Bug #18749 Normalize Decomposed Characters in FULLTEXT Indexes
Submitted: 3 Apr 2006 16:26 Modified: 18 Jan 13:06
Reporter: Chris Calender Email Updates:
Status: Closed Impact on me:
None 
Category:MySQL Server: Charsets Severity:S4 (Feature request)
Version:4.1, 5.0, 5.1 OS:Any
Assigned to: Assigned Account CPU Architecture:Any
Triage: Triaged: D5 (Feature request)

[3 Apr 2006 16:26] Chris Calender
Description:
utf8 diacritics can be stored in two different forms: 
- composed: Ö (one UTF8 character)
- decomposed: O" (two UTF8 characters)

If you have 'decomposed' form (2-char) for some values and 'composed' for others, then you will have a mixture of composed and decomposed characters.

Them, in searches, you cannot find the 'decomposed' UTF8 characters.

This is because decomposed characters are not normalized when put to full text index.  The temporary work-around is to put normalized characters into table and/or provide decomposed characters in the query.
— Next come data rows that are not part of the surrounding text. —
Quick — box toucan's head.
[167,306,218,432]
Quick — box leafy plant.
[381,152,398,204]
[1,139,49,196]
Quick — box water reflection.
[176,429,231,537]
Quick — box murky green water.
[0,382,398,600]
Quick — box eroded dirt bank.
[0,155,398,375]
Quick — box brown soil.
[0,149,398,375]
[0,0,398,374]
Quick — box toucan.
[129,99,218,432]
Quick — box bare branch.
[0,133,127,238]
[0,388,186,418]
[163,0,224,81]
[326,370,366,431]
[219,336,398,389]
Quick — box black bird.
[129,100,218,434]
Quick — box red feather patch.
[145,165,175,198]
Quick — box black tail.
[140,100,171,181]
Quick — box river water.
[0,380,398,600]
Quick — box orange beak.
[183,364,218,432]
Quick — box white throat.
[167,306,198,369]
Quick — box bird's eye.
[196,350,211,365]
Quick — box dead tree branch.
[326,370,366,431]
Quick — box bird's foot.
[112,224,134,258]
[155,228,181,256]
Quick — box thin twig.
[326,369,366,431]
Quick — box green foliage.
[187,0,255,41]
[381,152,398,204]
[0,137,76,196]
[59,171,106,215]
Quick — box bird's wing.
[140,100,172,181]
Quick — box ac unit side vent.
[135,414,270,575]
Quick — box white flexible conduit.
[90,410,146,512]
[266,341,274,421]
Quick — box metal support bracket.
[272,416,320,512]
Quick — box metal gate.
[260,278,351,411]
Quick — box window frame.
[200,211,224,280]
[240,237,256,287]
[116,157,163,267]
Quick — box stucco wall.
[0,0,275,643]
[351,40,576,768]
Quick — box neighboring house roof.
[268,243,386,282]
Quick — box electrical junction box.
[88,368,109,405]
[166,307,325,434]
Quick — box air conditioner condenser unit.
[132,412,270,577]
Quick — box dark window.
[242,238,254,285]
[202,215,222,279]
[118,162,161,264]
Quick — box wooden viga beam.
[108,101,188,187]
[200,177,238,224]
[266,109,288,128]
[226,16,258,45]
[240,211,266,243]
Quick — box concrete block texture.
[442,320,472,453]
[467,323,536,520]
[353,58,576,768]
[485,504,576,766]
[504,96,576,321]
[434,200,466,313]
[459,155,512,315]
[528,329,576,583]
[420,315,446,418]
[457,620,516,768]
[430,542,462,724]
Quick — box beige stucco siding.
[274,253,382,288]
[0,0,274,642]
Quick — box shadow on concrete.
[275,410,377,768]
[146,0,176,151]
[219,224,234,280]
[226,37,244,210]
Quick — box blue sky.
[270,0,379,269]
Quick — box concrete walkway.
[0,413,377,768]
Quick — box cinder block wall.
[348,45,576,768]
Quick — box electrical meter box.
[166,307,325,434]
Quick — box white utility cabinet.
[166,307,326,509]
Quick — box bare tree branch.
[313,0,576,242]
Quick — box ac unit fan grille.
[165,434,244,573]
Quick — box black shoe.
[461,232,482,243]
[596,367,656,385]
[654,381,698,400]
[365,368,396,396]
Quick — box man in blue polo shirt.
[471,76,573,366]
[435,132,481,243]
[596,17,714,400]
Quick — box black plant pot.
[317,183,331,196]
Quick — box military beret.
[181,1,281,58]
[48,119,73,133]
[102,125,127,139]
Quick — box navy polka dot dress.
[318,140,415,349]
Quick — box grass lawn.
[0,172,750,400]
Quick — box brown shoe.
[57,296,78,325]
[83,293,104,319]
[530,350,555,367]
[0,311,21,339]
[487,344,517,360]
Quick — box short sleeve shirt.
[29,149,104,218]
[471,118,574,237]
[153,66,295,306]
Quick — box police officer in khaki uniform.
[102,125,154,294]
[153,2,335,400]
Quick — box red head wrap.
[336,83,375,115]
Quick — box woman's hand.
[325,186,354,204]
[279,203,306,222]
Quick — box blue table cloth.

The customer has erquested a feature request that will automatically normalize decomposed characters when they're put in a FULLTEXT index.

How to repeat:
See above description.
[24 Apr 2006 9:45] Valeriy Kravchuk
Thank you for a reasonable feature request. I hope, it will be implemented some day.
[17 May 2006 9:12] Sergei Golubchik
This will hardly be implemented in the FULLTEXT index.
It compares strings according to collation rules.
The correct solution is to fix unicode collation to compare Ö and O" as equal.
[18 Jan 13:06] Erlend Dahl
[28 Dec 2017 0:16] Xing Z Zhang 

From 5.6, with UCA collations, normalized character compares equal with decomposed characters.